One win in last nine? USMNT coach Jurgen Klinsmann explains reasons behind rough patch

Jurgen Klinsmann, US national team (Nov. 18, 2014)

CARSON, Calif. -- The US national team has won just one of its past nine games, dating to the group stage in last summer's World Cup, and is winless in its last five outings after Chile rallied for a 3-2 victory over the Yanks last week.

Fitness, head coach Jurgen Klinsmann noted following Wednesday's defeat in Rancagua, is an issue, just one among many, and according to him it points to the evolution of the USA as a soccer nation.

“In many different ways, [the results are] explainable. The tension drops after the World Cup. I think all of the teams go through that, but I think the more experienced teams, the teams that have far more peer pressure in their environment, they maybe allow themselves to drop 10 or 20 percent and not 30 or 50 percent. That is the difference to what we deal with [in] the aftermath of the World Cup in Brazil.”

That drop-off has shown up in a series of poor second halves to matches, with the US conceding late goals in October draws with Ecuador and Honduras, November defeats to Colombia and Ireland, and when Chile tallied twice in the final 25 minutes as the Americans wasted another early lead.

Klinsmann believes education is paramount, and he's working to ensure his pool understands what they need to do with their club teams and during the offseason.

“It's an educational topic we try to talk them through. You've got to understand again to take these things in your own hands, and whatever you lack in that moment, when these phases happen, that you have to work yourself back: 'OK, I understand that I'm not where I should be now ... for sure I'm behind now, so I've got to get myself back into pole position,' and that's what they're going through right now. They've lost their pole position because [the World Cup] was a lot for them. [And] our players are not yet in an environment where they actually get put into line right away.”

The current fitness issue is mostly about players coming off of offseason breaks and needing to build fitness, according to Klinsmann. The January camp always has been seen as something of a preseason gathering, but Klinsmann said the friendlies with Chile and Panama on Sunday (4 pm ET, ESPN and UniMas) redefine it as something more. He'd like to see them further along with their fitness when they arrive in camp.

“It's difficult for me now to get them out of vacation. Some of them played their last game in October. In October!” he said. “I want to help them get back into shape, get back into rhythm, but, oh, by the way, we're going to play [two friendlies]. So some learned over time and prepared themselves really well, and some don't have that knowledge yet.

“They don't have that 'oh, OK, at the beginning of December, go to Athletes' Performance in Phoenix and get myself fit.' That culture we don't have yet. What the other sports are doing really well, they use their preparation for preseason, four to six weeks prior to going into preseason with their NBA team, NFL team of whatever, they go to these fitness institutes and they get themselves fit.”

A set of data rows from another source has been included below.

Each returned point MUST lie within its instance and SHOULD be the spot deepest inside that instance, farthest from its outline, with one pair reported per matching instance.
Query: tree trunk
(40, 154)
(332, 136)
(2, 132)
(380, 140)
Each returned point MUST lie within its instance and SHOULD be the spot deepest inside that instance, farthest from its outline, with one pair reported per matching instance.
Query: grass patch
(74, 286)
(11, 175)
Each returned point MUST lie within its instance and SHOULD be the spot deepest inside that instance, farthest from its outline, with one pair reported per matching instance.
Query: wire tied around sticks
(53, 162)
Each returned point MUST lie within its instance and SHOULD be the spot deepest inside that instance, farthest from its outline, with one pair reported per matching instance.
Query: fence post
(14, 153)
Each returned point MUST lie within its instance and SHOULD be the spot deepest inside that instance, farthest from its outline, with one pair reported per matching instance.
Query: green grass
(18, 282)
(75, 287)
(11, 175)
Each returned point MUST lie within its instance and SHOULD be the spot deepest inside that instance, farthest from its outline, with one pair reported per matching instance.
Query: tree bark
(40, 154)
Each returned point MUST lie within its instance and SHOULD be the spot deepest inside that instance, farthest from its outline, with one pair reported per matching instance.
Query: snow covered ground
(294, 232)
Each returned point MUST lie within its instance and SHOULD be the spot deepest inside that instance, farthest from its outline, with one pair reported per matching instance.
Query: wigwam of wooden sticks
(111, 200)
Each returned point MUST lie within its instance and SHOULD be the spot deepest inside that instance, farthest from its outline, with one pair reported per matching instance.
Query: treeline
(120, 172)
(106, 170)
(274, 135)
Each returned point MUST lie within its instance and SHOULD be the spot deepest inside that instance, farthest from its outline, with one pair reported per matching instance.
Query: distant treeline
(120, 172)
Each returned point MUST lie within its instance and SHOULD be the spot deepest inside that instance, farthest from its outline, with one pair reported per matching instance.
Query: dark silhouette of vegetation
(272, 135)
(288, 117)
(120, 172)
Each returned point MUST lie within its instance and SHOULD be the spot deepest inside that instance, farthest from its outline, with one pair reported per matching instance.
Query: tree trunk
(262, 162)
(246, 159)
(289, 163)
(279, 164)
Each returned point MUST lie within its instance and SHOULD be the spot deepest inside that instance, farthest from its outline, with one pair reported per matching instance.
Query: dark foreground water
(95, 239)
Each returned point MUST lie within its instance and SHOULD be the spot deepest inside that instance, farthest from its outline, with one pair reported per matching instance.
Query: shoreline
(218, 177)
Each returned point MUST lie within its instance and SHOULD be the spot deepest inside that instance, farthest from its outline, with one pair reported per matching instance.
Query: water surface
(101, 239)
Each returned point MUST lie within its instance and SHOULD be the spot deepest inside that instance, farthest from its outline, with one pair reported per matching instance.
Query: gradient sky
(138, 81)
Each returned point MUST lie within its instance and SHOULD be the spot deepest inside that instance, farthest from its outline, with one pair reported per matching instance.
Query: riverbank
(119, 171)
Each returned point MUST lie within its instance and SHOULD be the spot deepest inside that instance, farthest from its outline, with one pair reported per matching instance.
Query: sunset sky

Klinsmann says he and his staff give the players an outline they should follow, “but the culture is not there. They've got all the material. They should have done that [work] twice a day, but reality is still different. Reality is, education-wise, we are not there yet, that they understand, 'Oh, I've got to do this, I've got to do that.' It's a lot to discuss. It's fine. It's just where we are right now, and we want to keep improving.”